The Firehose of Weird: Plugs
Posted by Living at 3:10 p.m. on Feb. 01st, 20098 Comments 0 Pings in
You would think that living in a new country would be great fodder for blogging. I’ve been living in the UK now for going on two years, and I find it almost impossible to write about. If something strange happens to you in the course of an otherwise perfectly normal day, you can sit down and pound out 500 words about it in no time, if you’re so inclined. But how do you single out any one particular thing as remarkable when absolutely everything around you is new? I guess the answer is: Arbitrarily. So let me get one thing off my chest:
Plugs.
When I first moved to Europe back in ‘98, I thought the Germans had some kind of switch-and-handle fetish. The outlets were huge; the light switches were huge; even the lever on the toilet was a big, huge surface that you needed two hands to operate. I got used to it over the years, but was once again startled by appliance gigantism when I moved to the UK.

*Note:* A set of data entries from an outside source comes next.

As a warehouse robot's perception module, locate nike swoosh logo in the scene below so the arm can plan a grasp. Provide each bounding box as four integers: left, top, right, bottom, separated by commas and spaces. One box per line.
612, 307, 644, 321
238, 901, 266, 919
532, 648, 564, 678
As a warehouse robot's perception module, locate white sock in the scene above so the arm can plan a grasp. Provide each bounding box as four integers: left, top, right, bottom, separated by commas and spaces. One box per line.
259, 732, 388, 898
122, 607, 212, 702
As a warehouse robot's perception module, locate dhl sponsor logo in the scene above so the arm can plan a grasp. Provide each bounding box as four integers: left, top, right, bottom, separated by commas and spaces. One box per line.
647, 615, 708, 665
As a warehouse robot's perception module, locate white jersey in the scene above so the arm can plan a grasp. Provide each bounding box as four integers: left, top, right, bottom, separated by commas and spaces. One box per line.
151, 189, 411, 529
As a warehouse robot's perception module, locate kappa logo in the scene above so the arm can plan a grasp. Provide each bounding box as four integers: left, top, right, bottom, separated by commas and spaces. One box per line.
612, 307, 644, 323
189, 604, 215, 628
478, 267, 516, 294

Here you’ll see, from left to right, a European Nokia charger plug, a United Kingdom Nintendo DS Lite charger, and, for scale, my trusty Zippo™ lighter. You’ll notice that the UK plug is easily three times the size of a standard Zippo, and could eat the European charger in a gulp if it had a mind to.
As you might imagine, UK outlet strips are absolutely gargantuan; versions that accommodate more than four simultaneous connections resemble a cricket bat, in both size and weight.
The UK plug size does have its advantages. Shoving it into one of the equally-monumental receptacles recalls other, more manly tasks such as heaving furniture, or wrestling bison. Also, when it’s in, it’s in, by God. Stumbling over a plugged-in cord will more likely rip your hip from its joint than dislodge that bastard from the wall.
If I may speculate for a moment, I believe this is a form of compensation for the deep-seated British fear of electricity. For example, in British toilets, there are no light switches. There is a rope hanging from the ceiling which you tug to turn on the light, I assume to avoid operating a light switch with wet hands. Also, there are only low-voltage outlets in the bathroom, small ones suitable for European- or American-sized shavers, and not even powerful enough to drive a hair-dryer. They do, however, have no qualms about having electric shower units instead of gas ones; which amounts to having a big, electrical appliance with heavy juice flowing through it hanging above the bathtub. The Toaster of Damocles, I like to call it.
This is probably all a leftover from the early days of electricty, when the family would gather around the one outlet in the house every evening to listen to the BBC tell them how electricity was angrying up their blood and spreading the dropsy. The plugs were made huge to remind one of their menace. Once something like that gets established, it becomes mighty hard to replace.